= Whole note =

Musical note duration

Figure 1. A whole note and a whole rest.

A whole note (American) or semibreve (British) in musical notation is a single note equivalent to or lasting as long as two half notes or four quarter notes.

v; t; e; Drum pattern, s on bass and snare, accompanied by ride patterns of various duple lengths from to 128th (all at =60)
| 1^{ⓘ} | 2^{ⓘ} | 4^{ⓘ} | 8^{ⓘ} |
| 16^{ⓘ} | 32^{ⓘ} | 64^{ⓘ} | 128^{ⓘ} |

== Description ==
The whole note or semibreve has a note head in the shape of a hollow oval—like a half note (or minim)—but with no note stem (see Figure 1). Since it is equal to four quarter notes, it occupies the entire length of a measure in 4/4 time.

Other notes are multiples or fractions of the whole note. For example, a double whole note (or breve) lasts twice the duration of the whole note, a half note lasts one half the duration, and a quarter note (or crotchet) lasts one quarter the duration.

A related symbol is the whole rest (or semibreve rest), which signifies a rest for the duration of a whole note. Whole rests are drawn as filled-in rectangles generally hanging under the second line from the top of a musical staff, though they may occasionally be put under a different line (or ledger line) in more complicated polyphonic passages, or when two instruments or vocalists are written on one staff.

When an entire bar is devoid of notes, a whole (semibreve) rest placed at the middle of the measure is used, regardless of the actual time signature.

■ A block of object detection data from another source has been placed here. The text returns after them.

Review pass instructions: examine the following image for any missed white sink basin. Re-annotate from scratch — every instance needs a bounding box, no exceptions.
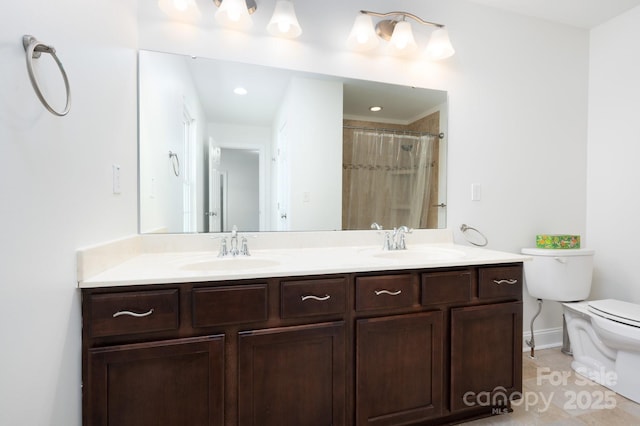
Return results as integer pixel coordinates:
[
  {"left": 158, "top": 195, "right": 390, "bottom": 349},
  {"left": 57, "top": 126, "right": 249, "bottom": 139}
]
[
  {"left": 180, "top": 257, "right": 281, "bottom": 272},
  {"left": 366, "top": 247, "right": 466, "bottom": 263}
]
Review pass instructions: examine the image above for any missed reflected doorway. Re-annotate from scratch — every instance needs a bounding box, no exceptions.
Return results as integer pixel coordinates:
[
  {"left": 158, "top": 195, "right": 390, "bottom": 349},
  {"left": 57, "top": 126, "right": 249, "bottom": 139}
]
[{"left": 208, "top": 145, "right": 260, "bottom": 232}]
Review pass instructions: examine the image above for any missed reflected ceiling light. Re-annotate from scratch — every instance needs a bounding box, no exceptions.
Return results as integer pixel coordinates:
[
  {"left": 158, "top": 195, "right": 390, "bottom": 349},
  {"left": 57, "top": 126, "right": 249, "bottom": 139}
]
[
  {"left": 213, "top": 0, "right": 258, "bottom": 30},
  {"left": 347, "top": 10, "right": 455, "bottom": 60},
  {"left": 267, "top": 0, "right": 302, "bottom": 38},
  {"left": 158, "top": 0, "right": 200, "bottom": 21}
]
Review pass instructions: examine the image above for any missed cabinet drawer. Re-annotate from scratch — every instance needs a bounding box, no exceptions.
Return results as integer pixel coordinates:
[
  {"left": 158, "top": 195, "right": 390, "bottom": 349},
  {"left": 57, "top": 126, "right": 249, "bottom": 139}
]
[
  {"left": 191, "top": 284, "right": 267, "bottom": 327},
  {"left": 89, "top": 289, "right": 180, "bottom": 337},
  {"left": 280, "top": 278, "right": 346, "bottom": 318},
  {"left": 356, "top": 274, "right": 418, "bottom": 311},
  {"left": 478, "top": 266, "right": 522, "bottom": 299},
  {"left": 422, "top": 271, "right": 471, "bottom": 305}
]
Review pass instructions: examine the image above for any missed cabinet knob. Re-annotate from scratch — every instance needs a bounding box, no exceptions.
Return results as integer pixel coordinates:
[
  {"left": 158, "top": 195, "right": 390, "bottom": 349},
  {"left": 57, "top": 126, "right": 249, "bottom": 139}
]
[
  {"left": 374, "top": 290, "right": 402, "bottom": 296},
  {"left": 113, "top": 308, "right": 153, "bottom": 318},
  {"left": 302, "top": 294, "right": 331, "bottom": 301},
  {"left": 493, "top": 278, "right": 518, "bottom": 285}
]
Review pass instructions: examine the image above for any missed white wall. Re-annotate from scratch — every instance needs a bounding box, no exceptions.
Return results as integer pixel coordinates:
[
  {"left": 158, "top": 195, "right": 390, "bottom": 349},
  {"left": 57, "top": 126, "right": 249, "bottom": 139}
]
[
  {"left": 0, "top": 0, "right": 600, "bottom": 426},
  {"left": 207, "top": 123, "right": 272, "bottom": 230},
  {"left": 139, "top": 51, "right": 207, "bottom": 232},
  {"left": 0, "top": 0, "right": 137, "bottom": 426},
  {"left": 278, "top": 77, "right": 342, "bottom": 231},
  {"left": 220, "top": 148, "right": 260, "bottom": 232},
  {"left": 587, "top": 7, "right": 640, "bottom": 303}
]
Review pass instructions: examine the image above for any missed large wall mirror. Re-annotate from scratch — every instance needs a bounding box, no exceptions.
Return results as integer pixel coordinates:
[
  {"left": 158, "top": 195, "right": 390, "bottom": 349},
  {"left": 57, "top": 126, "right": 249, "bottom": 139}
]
[{"left": 139, "top": 51, "right": 448, "bottom": 233}]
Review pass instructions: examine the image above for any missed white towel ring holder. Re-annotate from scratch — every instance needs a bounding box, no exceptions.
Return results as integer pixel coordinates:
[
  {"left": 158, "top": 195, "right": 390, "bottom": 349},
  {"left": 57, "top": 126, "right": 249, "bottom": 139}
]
[
  {"left": 460, "top": 223, "right": 489, "bottom": 247},
  {"left": 22, "top": 35, "right": 71, "bottom": 117}
]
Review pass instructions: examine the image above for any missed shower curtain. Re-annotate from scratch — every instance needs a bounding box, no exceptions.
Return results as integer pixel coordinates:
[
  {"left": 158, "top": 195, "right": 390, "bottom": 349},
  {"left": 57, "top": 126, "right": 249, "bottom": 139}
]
[{"left": 342, "top": 130, "right": 435, "bottom": 229}]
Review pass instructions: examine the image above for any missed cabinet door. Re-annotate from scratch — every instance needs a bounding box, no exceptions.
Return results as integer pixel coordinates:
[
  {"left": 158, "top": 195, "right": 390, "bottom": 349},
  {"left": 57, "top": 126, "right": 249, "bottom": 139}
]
[
  {"left": 84, "top": 335, "right": 224, "bottom": 426},
  {"left": 238, "top": 322, "right": 346, "bottom": 426},
  {"left": 356, "top": 311, "right": 443, "bottom": 426},
  {"left": 451, "top": 302, "right": 522, "bottom": 410}
]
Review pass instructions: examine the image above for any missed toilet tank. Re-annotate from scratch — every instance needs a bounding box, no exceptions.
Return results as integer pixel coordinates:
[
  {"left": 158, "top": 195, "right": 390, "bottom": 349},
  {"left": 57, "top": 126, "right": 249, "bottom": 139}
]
[{"left": 522, "top": 248, "right": 594, "bottom": 302}]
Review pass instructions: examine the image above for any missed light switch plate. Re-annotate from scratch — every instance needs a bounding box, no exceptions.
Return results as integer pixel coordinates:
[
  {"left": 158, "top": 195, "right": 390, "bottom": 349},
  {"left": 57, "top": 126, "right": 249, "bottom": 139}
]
[{"left": 112, "top": 164, "right": 122, "bottom": 194}]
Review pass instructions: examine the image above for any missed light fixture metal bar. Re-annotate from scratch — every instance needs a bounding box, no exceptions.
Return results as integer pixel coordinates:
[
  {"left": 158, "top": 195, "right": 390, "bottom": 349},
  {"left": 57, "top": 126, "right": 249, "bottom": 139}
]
[
  {"left": 213, "top": 0, "right": 258, "bottom": 15},
  {"left": 360, "top": 9, "right": 444, "bottom": 28}
]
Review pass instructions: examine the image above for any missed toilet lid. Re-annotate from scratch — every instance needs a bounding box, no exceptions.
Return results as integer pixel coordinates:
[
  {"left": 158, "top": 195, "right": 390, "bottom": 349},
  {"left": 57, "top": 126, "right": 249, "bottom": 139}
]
[{"left": 588, "top": 299, "right": 640, "bottom": 327}]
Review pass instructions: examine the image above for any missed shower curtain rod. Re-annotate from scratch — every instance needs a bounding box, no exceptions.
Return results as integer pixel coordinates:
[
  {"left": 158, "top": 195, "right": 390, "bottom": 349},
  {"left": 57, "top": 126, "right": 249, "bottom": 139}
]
[{"left": 342, "top": 126, "right": 444, "bottom": 139}]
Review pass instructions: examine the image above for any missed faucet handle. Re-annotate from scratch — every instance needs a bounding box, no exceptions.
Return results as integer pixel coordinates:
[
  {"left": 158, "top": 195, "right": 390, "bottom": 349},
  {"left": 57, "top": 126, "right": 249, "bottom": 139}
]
[
  {"left": 240, "top": 236, "right": 251, "bottom": 256},
  {"left": 382, "top": 232, "right": 393, "bottom": 250},
  {"left": 218, "top": 237, "right": 229, "bottom": 257}
]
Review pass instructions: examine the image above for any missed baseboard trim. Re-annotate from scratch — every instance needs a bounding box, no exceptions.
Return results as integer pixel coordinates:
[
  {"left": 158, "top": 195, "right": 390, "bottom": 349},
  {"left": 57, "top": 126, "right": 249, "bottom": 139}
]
[{"left": 522, "top": 327, "right": 562, "bottom": 352}]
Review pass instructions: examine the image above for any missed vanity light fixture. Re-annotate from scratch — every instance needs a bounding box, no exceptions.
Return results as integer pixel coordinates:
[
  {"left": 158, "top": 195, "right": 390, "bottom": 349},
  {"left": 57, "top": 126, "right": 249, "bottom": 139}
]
[
  {"left": 267, "top": 0, "right": 302, "bottom": 38},
  {"left": 158, "top": 0, "right": 200, "bottom": 21},
  {"left": 347, "top": 10, "right": 455, "bottom": 60},
  {"left": 213, "top": 0, "right": 258, "bottom": 30}
]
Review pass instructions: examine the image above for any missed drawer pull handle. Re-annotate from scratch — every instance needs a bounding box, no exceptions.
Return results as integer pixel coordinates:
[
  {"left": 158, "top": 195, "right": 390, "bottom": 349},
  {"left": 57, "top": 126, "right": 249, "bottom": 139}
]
[
  {"left": 493, "top": 278, "right": 518, "bottom": 285},
  {"left": 375, "top": 290, "right": 402, "bottom": 296},
  {"left": 113, "top": 308, "right": 153, "bottom": 318},
  {"left": 302, "top": 294, "right": 331, "bottom": 301}
]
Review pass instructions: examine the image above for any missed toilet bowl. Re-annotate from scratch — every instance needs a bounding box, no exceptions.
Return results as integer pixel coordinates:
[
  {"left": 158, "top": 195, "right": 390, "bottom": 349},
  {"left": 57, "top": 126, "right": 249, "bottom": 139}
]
[{"left": 563, "top": 299, "right": 640, "bottom": 403}]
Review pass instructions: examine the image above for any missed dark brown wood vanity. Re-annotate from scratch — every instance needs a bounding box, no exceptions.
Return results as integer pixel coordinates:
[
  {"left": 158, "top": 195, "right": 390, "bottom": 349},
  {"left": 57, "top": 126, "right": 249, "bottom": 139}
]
[{"left": 82, "top": 263, "right": 522, "bottom": 426}]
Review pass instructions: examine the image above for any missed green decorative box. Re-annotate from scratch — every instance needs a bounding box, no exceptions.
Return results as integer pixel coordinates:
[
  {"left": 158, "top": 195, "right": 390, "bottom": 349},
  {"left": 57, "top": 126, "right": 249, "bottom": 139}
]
[{"left": 536, "top": 234, "right": 580, "bottom": 249}]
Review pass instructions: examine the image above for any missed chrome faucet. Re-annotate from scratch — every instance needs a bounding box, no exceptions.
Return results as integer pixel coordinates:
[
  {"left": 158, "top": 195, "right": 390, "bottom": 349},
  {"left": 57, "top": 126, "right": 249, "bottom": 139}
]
[
  {"left": 218, "top": 225, "right": 251, "bottom": 257},
  {"left": 229, "top": 225, "right": 240, "bottom": 256},
  {"left": 382, "top": 225, "right": 413, "bottom": 250},
  {"left": 393, "top": 225, "right": 413, "bottom": 250}
]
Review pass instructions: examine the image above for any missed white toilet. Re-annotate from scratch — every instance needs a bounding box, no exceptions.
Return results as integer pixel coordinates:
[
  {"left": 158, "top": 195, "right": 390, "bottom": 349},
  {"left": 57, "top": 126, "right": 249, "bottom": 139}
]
[
  {"left": 522, "top": 249, "right": 640, "bottom": 403},
  {"left": 564, "top": 299, "right": 640, "bottom": 403}
]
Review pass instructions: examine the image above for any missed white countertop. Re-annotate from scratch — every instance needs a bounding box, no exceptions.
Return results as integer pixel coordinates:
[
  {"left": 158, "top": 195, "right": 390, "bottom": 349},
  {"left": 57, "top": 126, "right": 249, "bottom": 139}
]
[{"left": 78, "top": 231, "right": 530, "bottom": 288}]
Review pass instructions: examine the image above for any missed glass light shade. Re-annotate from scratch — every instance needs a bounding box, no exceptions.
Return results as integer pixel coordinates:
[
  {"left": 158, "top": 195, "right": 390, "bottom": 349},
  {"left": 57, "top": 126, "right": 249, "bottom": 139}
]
[
  {"left": 426, "top": 27, "right": 456, "bottom": 61},
  {"left": 347, "top": 13, "right": 380, "bottom": 52},
  {"left": 158, "top": 0, "right": 200, "bottom": 21},
  {"left": 389, "top": 21, "right": 418, "bottom": 55},
  {"left": 268, "top": 0, "right": 302, "bottom": 38},
  {"left": 215, "top": 0, "right": 253, "bottom": 30}
]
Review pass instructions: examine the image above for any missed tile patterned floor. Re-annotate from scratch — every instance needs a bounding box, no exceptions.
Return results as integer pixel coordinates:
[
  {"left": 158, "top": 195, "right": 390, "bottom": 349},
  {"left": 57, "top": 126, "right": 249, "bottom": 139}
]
[{"left": 464, "top": 348, "right": 640, "bottom": 426}]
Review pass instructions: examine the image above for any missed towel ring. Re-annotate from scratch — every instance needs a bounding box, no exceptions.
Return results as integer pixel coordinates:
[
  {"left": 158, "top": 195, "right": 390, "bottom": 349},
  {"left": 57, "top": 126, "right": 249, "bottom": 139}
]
[
  {"left": 460, "top": 223, "right": 489, "bottom": 247},
  {"left": 22, "top": 35, "right": 71, "bottom": 117},
  {"left": 169, "top": 151, "right": 180, "bottom": 176}
]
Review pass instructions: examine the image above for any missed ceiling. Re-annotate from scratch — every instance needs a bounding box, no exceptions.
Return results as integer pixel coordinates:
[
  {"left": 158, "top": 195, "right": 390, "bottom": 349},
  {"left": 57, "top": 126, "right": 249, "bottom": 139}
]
[{"left": 468, "top": 0, "right": 640, "bottom": 29}]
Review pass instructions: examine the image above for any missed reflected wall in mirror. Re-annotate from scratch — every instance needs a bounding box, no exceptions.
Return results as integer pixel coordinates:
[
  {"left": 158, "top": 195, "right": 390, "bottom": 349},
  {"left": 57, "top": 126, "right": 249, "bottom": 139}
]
[{"left": 138, "top": 51, "right": 448, "bottom": 233}]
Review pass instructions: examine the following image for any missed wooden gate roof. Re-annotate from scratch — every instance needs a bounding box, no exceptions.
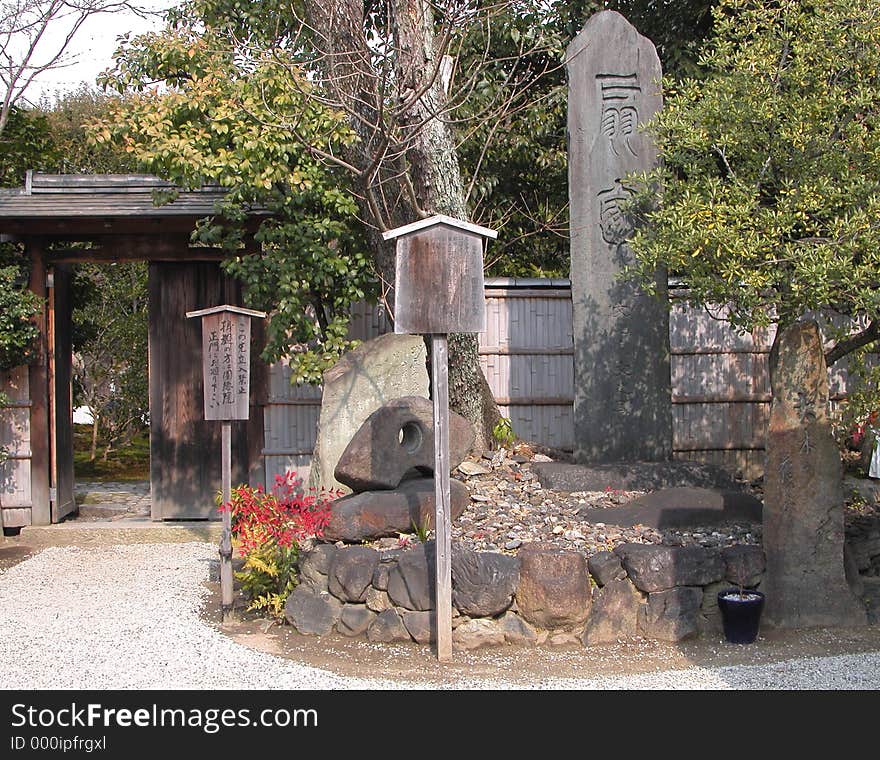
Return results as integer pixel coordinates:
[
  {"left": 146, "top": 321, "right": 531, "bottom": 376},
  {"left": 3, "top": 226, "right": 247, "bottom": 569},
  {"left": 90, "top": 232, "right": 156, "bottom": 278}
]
[{"left": 0, "top": 172, "right": 264, "bottom": 240}]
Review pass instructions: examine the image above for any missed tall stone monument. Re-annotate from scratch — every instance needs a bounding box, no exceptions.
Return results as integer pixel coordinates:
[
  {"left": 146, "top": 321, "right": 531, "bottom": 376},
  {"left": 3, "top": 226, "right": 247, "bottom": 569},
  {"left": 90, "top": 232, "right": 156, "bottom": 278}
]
[
  {"left": 567, "top": 11, "right": 672, "bottom": 462},
  {"left": 761, "top": 322, "right": 867, "bottom": 628}
]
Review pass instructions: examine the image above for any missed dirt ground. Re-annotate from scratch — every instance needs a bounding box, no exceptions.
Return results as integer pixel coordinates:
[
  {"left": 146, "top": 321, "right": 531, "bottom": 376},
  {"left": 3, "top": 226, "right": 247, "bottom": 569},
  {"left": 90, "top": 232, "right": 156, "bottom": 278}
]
[
  {"left": 202, "top": 583, "right": 880, "bottom": 685},
  {"left": 6, "top": 528, "right": 880, "bottom": 686}
]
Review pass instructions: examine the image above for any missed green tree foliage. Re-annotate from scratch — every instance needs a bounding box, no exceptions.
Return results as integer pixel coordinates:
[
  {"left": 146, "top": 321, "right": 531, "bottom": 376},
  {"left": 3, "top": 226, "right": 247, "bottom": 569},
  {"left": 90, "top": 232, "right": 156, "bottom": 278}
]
[
  {"left": 632, "top": 0, "right": 880, "bottom": 422},
  {"left": 0, "top": 264, "right": 41, "bottom": 371},
  {"left": 41, "top": 84, "right": 139, "bottom": 174},
  {"left": 73, "top": 261, "right": 149, "bottom": 460},
  {"left": 94, "top": 19, "right": 372, "bottom": 382},
  {"left": 0, "top": 107, "right": 58, "bottom": 187}
]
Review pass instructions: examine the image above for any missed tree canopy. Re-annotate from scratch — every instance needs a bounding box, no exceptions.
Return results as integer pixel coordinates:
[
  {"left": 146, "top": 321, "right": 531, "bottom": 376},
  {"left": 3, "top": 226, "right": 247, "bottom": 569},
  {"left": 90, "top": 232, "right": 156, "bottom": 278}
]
[
  {"left": 632, "top": 0, "right": 880, "bottom": 360},
  {"left": 93, "top": 19, "right": 371, "bottom": 382}
]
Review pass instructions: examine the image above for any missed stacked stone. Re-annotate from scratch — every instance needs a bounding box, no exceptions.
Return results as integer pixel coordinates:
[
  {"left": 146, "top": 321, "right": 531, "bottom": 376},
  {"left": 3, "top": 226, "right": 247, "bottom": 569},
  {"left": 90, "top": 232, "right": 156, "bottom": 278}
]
[{"left": 286, "top": 541, "right": 764, "bottom": 650}]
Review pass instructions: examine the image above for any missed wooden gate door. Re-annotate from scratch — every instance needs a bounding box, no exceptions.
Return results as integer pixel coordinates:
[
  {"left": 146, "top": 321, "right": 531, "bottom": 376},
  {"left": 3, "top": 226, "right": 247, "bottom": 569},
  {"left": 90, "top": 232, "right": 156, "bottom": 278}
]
[
  {"left": 48, "top": 265, "right": 76, "bottom": 523},
  {"left": 148, "top": 262, "right": 248, "bottom": 520}
]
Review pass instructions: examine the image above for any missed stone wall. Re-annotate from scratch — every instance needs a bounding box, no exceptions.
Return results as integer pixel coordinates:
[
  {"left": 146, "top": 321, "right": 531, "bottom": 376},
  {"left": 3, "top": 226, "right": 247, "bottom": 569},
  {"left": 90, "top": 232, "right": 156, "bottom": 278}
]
[{"left": 285, "top": 541, "right": 764, "bottom": 650}]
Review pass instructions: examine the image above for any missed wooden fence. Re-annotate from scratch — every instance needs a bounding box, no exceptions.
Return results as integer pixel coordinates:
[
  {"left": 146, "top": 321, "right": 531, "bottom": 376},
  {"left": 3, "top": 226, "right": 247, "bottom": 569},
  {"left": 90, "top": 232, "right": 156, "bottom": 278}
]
[
  {"left": 0, "top": 367, "right": 32, "bottom": 528},
  {"left": 265, "top": 278, "right": 868, "bottom": 478}
]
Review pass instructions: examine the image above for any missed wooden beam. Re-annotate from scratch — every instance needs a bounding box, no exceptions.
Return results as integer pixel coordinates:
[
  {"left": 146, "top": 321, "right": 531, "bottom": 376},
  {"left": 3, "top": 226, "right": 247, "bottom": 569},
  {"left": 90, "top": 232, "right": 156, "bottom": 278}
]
[
  {"left": 28, "top": 239, "right": 52, "bottom": 525},
  {"left": 52, "top": 245, "right": 230, "bottom": 264}
]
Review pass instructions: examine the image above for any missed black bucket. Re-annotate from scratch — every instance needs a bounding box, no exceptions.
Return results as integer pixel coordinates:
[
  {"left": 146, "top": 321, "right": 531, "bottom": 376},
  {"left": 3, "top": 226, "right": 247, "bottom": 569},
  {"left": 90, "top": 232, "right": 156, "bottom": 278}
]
[{"left": 718, "top": 588, "right": 764, "bottom": 644}]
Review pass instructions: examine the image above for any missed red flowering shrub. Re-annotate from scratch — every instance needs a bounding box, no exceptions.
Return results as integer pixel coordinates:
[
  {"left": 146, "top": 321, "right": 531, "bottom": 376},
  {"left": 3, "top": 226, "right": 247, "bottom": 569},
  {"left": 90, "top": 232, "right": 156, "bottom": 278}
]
[{"left": 220, "top": 472, "right": 339, "bottom": 618}]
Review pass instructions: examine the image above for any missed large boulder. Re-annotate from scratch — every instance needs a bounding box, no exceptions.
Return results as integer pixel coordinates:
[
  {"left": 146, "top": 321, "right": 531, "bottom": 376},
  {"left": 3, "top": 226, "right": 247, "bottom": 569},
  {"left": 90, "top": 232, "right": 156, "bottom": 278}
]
[
  {"left": 761, "top": 322, "right": 867, "bottom": 628},
  {"left": 614, "top": 544, "right": 724, "bottom": 592},
  {"left": 388, "top": 541, "right": 436, "bottom": 612},
  {"left": 452, "top": 549, "right": 519, "bottom": 617},
  {"left": 324, "top": 478, "right": 470, "bottom": 542},
  {"left": 516, "top": 547, "right": 592, "bottom": 629},
  {"left": 583, "top": 578, "right": 642, "bottom": 646},
  {"left": 309, "top": 333, "right": 428, "bottom": 493},
  {"left": 328, "top": 546, "right": 379, "bottom": 602},
  {"left": 335, "top": 396, "right": 476, "bottom": 493},
  {"left": 284, "top": 586, "right": 342, "bottom": 636},
  {"left": 721, "top": 544, "right": 767, "bottom": 588}
]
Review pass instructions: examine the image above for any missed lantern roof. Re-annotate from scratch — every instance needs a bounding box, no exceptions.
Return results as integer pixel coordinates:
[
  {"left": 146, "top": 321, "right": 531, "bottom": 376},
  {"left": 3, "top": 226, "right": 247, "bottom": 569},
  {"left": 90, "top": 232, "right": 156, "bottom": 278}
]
[
  {"left": 186, "top": 304, "right": 266, "bottom": 319},
  {"left": 382, "top": 214, "right": 498, "bottom": 240}
]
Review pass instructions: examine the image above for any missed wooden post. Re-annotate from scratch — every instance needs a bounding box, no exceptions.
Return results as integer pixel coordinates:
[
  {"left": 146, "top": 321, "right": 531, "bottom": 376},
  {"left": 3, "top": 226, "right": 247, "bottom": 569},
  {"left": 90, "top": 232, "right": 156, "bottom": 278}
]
[
  {"left": 220, "top": 421, "right": 234, "bottom": 623},
  {"left": 186, "top": 305, "right": 266, "bottom": 623},
  {"left": 382, "top": 215, "right": 497, "bottom": 662},
  {"left": 431, "top": 334, "right": 452, "bottom": 662}
]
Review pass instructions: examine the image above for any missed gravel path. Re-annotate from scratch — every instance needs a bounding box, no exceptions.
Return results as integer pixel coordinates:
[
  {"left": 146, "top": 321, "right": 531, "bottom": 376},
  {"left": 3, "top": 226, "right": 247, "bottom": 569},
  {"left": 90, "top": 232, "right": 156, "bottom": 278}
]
[{"left": 0, "top": 543, "right": 880, "bottom": 689}]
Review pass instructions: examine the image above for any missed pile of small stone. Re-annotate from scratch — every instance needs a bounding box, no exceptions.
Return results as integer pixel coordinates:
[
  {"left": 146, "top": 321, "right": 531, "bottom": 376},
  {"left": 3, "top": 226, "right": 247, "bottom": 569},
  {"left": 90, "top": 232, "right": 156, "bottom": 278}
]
[{"left": 452, "top": 445, "right": 761, "bottom": 557}]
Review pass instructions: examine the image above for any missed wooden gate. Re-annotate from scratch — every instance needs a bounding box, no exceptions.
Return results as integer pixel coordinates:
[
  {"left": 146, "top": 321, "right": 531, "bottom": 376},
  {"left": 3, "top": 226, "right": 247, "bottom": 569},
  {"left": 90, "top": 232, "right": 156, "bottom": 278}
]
[{"left": 47, "top": 265, "right": 76, "bottom": 523}]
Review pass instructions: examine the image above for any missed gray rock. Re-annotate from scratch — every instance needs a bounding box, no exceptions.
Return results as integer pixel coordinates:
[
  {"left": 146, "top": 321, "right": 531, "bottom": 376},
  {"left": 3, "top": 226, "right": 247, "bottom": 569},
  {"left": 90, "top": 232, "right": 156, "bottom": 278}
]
[
  {"left": 699, "top": 581, "right": 731, "bottom": 634},
  {"left": 336, "top": 604, "right": 376, "bottom": 636},
  {"left": 367, "top": 608, "right": 412, "bottom": 644},
  {"left": 388, "top": 541, "right": 435, "bottom": 611},
  {"left": 458, "top": 459, "right": 492, "bottom": 476},
  {"left": 403, "top": 610, "right": 437, "bottom": 644},
  {"left": 583, "top": 578, "right": 642, "bottom": 646},
  {"left": 284, "top": 586, "right": 342, "bottom": 636},
  {"left": 566, "top": 11, "right": 672, "bottom": 464},
  {"left": 587, "top": 552, "right": 626, "bottom": 587},
  {"left": 761, "top": 321, "right": 867, "bottom": 628},
  {"left": 328, "top": 546, "right": 379, "bottom": 602},
  {"left": 614, "top": 544, "right": 724, "bottom": 592},
  {"left": 532, "top": 462, "right": 743, "bottom": 492},
  {"left": 639, "top": 586, "right": 703, "bottom": 642},
  {"left": 324, "top": 478, "right": 470, "bottom": 542},
  {"left": 452, "top": 618, "right": 505, "bottom": 652},
  {"left": 516, "top": 547, "right": 592, "bottom": 629},
  {"left": 721, "top": 545, "right": 766, "bottom": 588},
  {"left": 309, "top": 333, "right": 428, "bottom": 493},
  {"left": 498, "top": 612, "right": 538, "bottom": 646},
  {"left": 335, "top": 396, "right": 476, "bottom": 493},
  {"left": 547, "top": 631, "right": 582, "bottom": 647},
  {"left": 366, "top": 586, "right": 394, "bottom": 612},
  {"left": 452, "top": 549, "right": 519, "bottom": 617},
  {"left": 578, "top": 487, "right": 763, "bottom": 530},
  {"left": 372, "top": 557, "right": 397, "bottom": 591}
]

Less commonly, the whole note may be used to denote a whole measure in music of free rhythm, such as Anglican chant, irrespective of the time of the measure.

== History ==
The whole note symbol is first found in music notation from the late thirteenth century (Morehen and Rastall 2001). It derives from the round, stemless semibrevis of mensural notation, hence the origin of the British name.

== Nomenclature ==

The British term is taken from Italian semibreve, itself built upon Latin semi- "half" and brevis "short." The American whole note is a calque of the German ganze Note. Some languages derive the name of the note from its round shape, such as Catalan rodona, French ronde, and Spanish redonda. The Greek name means "whole". The Chinese, Japanese, Korean, and Vietnamese names mean "whole note".